See, e.g., International Trading Co. v. Commissioner, 275 F.2d 578 (7th Cir. 1960); Doggett v. Burnet, 65 F.2d 191, 194 (D.C. Cir. 1933).

Cf. Deputy v. duPont, 308 U.S. 488, 499 (1940) (Justice Frankfurter concurring); accord, Snow v. Commissioner, 416 U.S. 500, 502-503 (1974); see also McDowell v. Ribicoff, supra; White’s Will v. Commissioner, 119 F.2d 619 (3d Cir. 1940).

Even premiums on disability policies are not deductible as business expenses unless provided payments specifically cover overhead expenses during the disability period. Otherwise, the payments are available for personal use. Blaess v. Commissioner, 28 T.C. 710 (1957). See also Andrews v. Commissioner, T.C. Memo. 1970-32.

See also Vesey v. Commissioner, T.C. Memo. 1974-163.

Respondent correctly observes that we have rejected the “but for” test as the sole determinant of deductibility under sec. 162. Drake v. Commissioner, 52 T.C. 842 (1969); Kroll v. Commissioner, 49 T.C. 557 (1968). In keeping with that position, we have sustained respondent’s disallowance of that portion of the deduction representing petitioner’s food expense generally necessary for her personal comfort. However, that position does not prevent us from finding that the additional expense of a high protein diet is a deductible business expense, when the diet is intimately related to petitioner’s production of acceptable blood plasma and petitioner has incurred the additional expense of this special diet solely in furtherance of her business of selling blood plasma. As we stated in Smith v. Commissioner, 40 B.T.A. 1038, 1039 (1939), affd. per curiam 113 F.2d 114 (2d Cir. 1940): “The line is not always an easy one to draw nor the test simple to apply. But we think its principle is clear.” In the unique situation presented by the instant set of facts, that special foods expense incurred in addition to that necessary for petitioner’s personal needs crosses “the line” and becomes a business expense deduction.

See also respondent’s position in Rev. Rul. 67-307, 1967-2 C.B. 253.

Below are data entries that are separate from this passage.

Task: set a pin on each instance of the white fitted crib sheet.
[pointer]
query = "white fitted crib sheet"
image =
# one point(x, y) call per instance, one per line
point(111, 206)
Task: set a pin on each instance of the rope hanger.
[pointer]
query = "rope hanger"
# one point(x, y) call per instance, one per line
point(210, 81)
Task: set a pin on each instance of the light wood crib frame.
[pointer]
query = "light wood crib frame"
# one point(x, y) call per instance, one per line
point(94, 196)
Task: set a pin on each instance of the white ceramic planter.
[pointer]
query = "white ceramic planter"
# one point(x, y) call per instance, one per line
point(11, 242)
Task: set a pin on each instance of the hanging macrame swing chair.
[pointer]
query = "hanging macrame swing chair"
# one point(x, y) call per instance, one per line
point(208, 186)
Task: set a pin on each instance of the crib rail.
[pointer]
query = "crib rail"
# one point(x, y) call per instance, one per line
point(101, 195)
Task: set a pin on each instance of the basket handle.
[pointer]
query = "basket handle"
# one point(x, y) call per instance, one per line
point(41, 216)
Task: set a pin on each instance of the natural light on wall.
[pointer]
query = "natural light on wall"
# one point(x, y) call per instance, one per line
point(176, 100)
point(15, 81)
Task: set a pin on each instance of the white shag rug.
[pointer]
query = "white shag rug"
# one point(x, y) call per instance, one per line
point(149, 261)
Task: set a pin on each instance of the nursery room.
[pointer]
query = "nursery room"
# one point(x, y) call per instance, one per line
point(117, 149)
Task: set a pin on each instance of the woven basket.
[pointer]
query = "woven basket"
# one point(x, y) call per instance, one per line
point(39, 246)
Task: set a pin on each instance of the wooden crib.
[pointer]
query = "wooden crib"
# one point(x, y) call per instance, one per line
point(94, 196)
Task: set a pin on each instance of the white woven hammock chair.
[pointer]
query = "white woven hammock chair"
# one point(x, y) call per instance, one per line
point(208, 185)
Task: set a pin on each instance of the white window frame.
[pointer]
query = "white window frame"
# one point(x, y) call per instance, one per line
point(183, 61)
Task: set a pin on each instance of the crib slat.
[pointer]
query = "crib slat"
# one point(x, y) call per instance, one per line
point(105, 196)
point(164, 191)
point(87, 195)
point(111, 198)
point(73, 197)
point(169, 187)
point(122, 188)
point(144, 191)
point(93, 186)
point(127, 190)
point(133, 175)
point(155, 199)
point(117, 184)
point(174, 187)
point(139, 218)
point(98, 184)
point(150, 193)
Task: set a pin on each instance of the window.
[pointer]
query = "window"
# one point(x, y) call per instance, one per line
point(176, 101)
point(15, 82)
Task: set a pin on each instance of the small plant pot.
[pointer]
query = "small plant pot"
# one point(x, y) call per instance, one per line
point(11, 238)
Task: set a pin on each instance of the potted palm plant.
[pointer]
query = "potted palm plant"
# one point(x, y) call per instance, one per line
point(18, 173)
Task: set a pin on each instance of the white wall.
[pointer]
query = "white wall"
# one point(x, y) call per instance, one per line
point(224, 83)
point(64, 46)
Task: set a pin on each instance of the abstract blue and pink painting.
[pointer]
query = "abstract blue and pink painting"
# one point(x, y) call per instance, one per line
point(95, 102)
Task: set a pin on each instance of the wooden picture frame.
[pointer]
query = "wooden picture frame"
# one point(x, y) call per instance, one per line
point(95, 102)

In 1976, petitioner made 95 trips to the lab, each a distance of 40 miles, a total of 3,800 miles. Given the reasonable allowance of 15 cents per business mile as set by respondent for 1976, the deduction allowable for petitioner’s trips to the lab in 1976 would be $570. See Rev. Proc. 74-23, 1974-2 C.B. 476. However, since petitioner only claimed a deduction, in the amount of her reimbursement, $475, and only put this amount in issue, we only allow her a deduction for that claimed amount. See Rushing v. Commissioner, a Memorandum Opinion of this Court dated Apr. 21, 1952, affd. 214 F.2d 383 (5th Cir. 1954).